Nelle ultime settimane due notizie hanno richiamato l’attenzione dell’opinione pubblica sulla Germania. La prima novità è tutta economica, perché ormai siamo dinanzi alla crisi di quella che fu “locomotiva” europea, in difficoltà in alcuni suoi settori cruciali, come la produzione automobilistica. La decisione della Volkswagen di chiudere alcuni impianti tedeschi è più che un segnale negativo.

Oltre a ciò dei tedeschi s’è molto parlato anche perché in quella che fu la Germania Est (in Turingia e in Sassonia) i partiti tradizionali sono usciti a pezzi, mentre s’è assistito al successo di AfD e Bsw. Il primo è un partito di destra e il secondo è di sinistra, ma entrambi esprimono una netta avversione per l’establishment, convergendo su una serie di temi: contrasto all’immigrazione incontrollata, contestazione della transizione verde, euroscetticismo, ecc.

Va detto che le difficoltà economiche hanno radici profonde. Anche se nel dopoguerra la società ha conosciuto una fase di ampia libertà economica, in particolare grazie alle scelte di Ludwig Erhard, in Germania l’economia è caratterizzata da una forte presenza pubblica, da logiche dirigiste, da un generoso sistema assistenziale e – negli ultimi tempi – anche da uno spiccato radicalismo ambientalista. Nel ventennio della Merkel molti s’erano illusi che tutto ciò potesse essere conciliabile con la salvaguardia della prosperità, ma ormai è evidente quanto fosse ingenua la convinzione che la redistribuzione non avrebbe avuto conseguenze sulla produzione, e che la transizione energetica potesse avvenire a costo zero.

Il voto nei due Länder orientali è allora un campanello d’allarme.

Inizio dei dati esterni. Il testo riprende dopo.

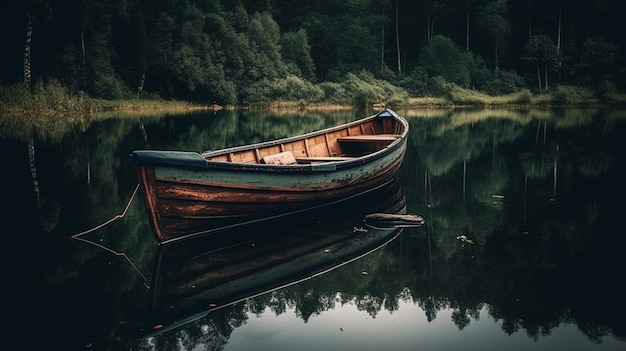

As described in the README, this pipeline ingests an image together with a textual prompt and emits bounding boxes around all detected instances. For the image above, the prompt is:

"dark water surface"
[0,108,626,350]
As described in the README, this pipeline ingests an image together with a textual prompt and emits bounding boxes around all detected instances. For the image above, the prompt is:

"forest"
[0,0,626,108]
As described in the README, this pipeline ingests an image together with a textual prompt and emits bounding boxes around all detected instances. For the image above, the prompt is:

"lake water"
[0,108,626,350]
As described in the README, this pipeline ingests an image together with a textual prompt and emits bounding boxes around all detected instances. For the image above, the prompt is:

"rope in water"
[71,184,148,286]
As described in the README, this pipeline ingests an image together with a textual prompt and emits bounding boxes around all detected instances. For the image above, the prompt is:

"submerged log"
[363,213,426,228]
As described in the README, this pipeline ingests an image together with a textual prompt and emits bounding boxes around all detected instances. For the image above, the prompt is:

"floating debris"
[456,235,474,244]
[363,213,426,228]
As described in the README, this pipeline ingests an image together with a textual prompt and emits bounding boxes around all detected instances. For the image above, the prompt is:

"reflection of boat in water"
[134,181,417,337]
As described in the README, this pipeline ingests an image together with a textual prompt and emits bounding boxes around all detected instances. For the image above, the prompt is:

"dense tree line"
[0,0,626,104]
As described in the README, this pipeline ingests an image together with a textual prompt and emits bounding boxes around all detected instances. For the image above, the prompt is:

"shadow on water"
[123,181,412,338]
[1,109,626,350]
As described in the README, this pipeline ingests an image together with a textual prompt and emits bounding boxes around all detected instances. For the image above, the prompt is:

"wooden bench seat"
[296,156,354,163]
[337,134,400,143]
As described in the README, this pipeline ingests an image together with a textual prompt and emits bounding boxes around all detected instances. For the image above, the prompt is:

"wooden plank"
[337,134,400,143]
[263,151,296,165]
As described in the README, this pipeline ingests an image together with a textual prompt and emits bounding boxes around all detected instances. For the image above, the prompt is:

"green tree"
[419,35,473,88]
[280,29,315,81]
[580,36,619,88]
[478,0,511,71]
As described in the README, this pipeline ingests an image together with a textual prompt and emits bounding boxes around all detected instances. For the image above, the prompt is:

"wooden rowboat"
[131,109,409,242]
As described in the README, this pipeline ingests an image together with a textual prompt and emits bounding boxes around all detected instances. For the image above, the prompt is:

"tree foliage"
[0,0,626,104]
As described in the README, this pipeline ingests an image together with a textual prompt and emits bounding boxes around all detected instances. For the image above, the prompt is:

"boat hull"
[131,109,408,242]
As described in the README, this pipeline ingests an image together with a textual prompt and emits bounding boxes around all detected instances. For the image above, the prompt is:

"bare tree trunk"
[537,64,541,92]
[528,0,533,38]
[556,4,563,83]
[396,0,402,74]
[80,31,87,85]
[137,73,146,97]
[24,21,39,201]
[465,6,469,52]
[380,4,385,71]
[495,43,500,72]
[24,21,33,86]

Se tra Colonia e Francoforte, tra Amburgo a Monaco, c’è chi è disposto ad abbracciare una forma di decrescita più o meno felice, non è così nelle aree più depresse del Paese. Dove la vita rimane difficile e la disoccupazione è assai alta, la prospettiva di distruggere il presente per (forse) ridurre di una frazione di grado l’aumento della temperatura globale non è egualmente accettabile.

Non è un caso se ora anche le classi dirigenti, a Berlino, abbiano iniziato a mutare registro. Dinanzi alla possibilità che s’affermino ancor più movimenti venati da ideologie totalitarie (e nel passato la capitale tedesca ha conosciuto tanto il nazismo quanto il comunismo), quelli che fino a ieri erano obblighi imprescindibili non lo sono più.

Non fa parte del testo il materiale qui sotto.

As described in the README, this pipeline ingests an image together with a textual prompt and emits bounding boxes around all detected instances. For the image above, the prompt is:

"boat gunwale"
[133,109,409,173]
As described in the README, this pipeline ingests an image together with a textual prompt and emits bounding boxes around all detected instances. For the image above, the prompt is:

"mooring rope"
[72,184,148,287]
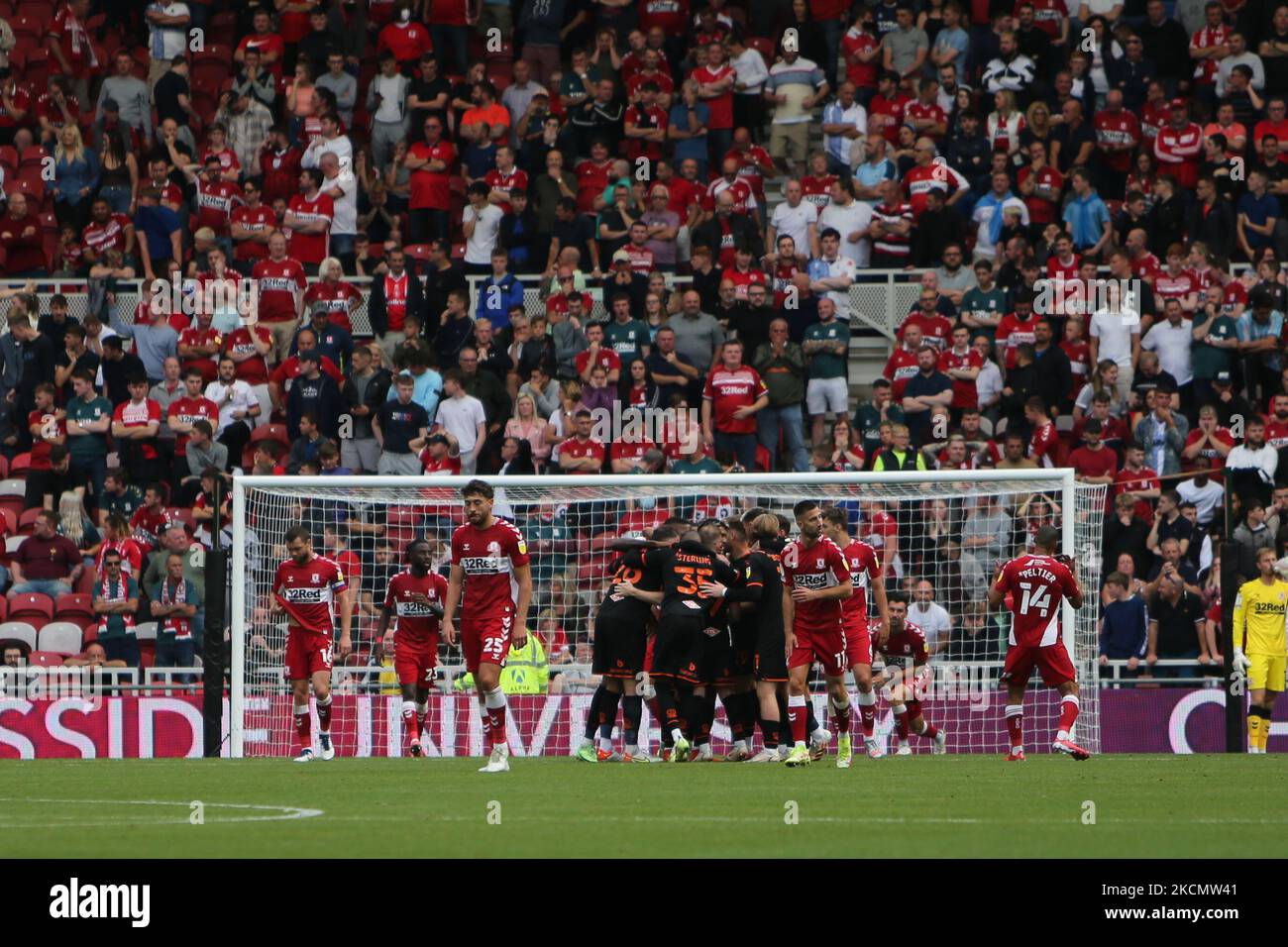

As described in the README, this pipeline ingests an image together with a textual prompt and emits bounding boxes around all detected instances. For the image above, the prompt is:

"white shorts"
[805,377,850,415]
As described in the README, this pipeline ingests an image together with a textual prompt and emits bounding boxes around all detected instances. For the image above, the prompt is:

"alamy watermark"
[1033,277,1143,326]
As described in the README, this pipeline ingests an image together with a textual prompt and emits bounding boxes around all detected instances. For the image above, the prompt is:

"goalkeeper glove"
[635,672,657,701]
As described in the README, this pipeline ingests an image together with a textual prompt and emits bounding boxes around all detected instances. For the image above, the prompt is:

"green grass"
[0,754,1288,858]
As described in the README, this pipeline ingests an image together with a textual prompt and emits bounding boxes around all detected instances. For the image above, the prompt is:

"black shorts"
[733,622,756,678]
[591,613,648,679]
[698,625,735,685]
[649,613,707,684]
[754,625,787,683]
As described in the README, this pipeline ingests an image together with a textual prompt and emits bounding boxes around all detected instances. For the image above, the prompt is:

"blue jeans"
[756,403,810,473]
[716,430,756,473]
[7,576,72,599]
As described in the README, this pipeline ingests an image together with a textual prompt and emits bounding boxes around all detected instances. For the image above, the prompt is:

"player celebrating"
[988,526,1091,763]
[577,524,680,763]
[376,540,447,756]
[1233,549,1288,753]
[823,506,889,770]
[273,526,353,763]
[782,500,854,767]
[443,480,532,773]
[641,520,737,763]
[872,591,948,756]
[700,513,787,763]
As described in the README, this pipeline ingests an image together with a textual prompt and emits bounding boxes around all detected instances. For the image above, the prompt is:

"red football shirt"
[780,536,850,631]
[273,553,348,638]
[385,569,447,648]
[702,365,769,434]
[452,518,529,621]
[287,192,335,263]
[993,553,1078,648]
[252,257,309,322]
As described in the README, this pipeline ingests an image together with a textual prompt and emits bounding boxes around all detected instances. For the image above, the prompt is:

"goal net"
[229,469,1105,756]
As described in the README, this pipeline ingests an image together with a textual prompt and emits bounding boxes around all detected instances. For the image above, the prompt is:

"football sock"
[403,701,420,742]
[484,688,507,746]
[599,690,622,753]
[917,716,939,740]
[583,684,608,746]
[894,703,909,742]
[480,694,492,754]
[1006,703,1024,750]
[827,697,850,736]
[787,694,806,746]
[622,694,644,749]
[293,703,313,750]
[858,690,877,740]
[1055,694,1078,740]
[657,683,680,746]
[698,686,716,743]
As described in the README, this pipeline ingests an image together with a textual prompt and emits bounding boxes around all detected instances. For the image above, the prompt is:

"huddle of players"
[577,500,945,768]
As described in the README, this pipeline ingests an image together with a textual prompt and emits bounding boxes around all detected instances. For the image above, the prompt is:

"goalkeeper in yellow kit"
[1234,549,1288,753]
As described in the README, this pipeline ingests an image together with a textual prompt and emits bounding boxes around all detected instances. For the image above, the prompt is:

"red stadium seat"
[0,621,36,651]
[250,424,291,449]
[9,16,46,47]
[54,592,97,621]
[22,49,55,89]
[9,591,54,626]
[36,621,82,655]
[18,510,44,536]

Quando cambia la Germania, però, è l’intera Europa che muta; e uno dei punti di forza della propaganda delle opposizioni al governo tedesco attuale è la critica di quell’europeismo ingenuo che è persuaso che ogni centralizzazione del potere e delle decisioni sia positiva.

Semplificando (ma non troppo), i dati deludenti dell’economia tedesca in stallo e i voti usciti dalle urne hanno bocciato la retorica che anima il “piano Draghi”, ma anche molte altre prospettive tecnocratiche: si pensi, solo per fare un esempio, alle riunioni di Davos. Quanti hanno immaginato di rottamare le automobili a combustione interna e costringere a ristrutturare l’intero patrimonio immobiliare adesso fanno i conti con la realtà: perché l’economia ha le sue logiche e la società pure.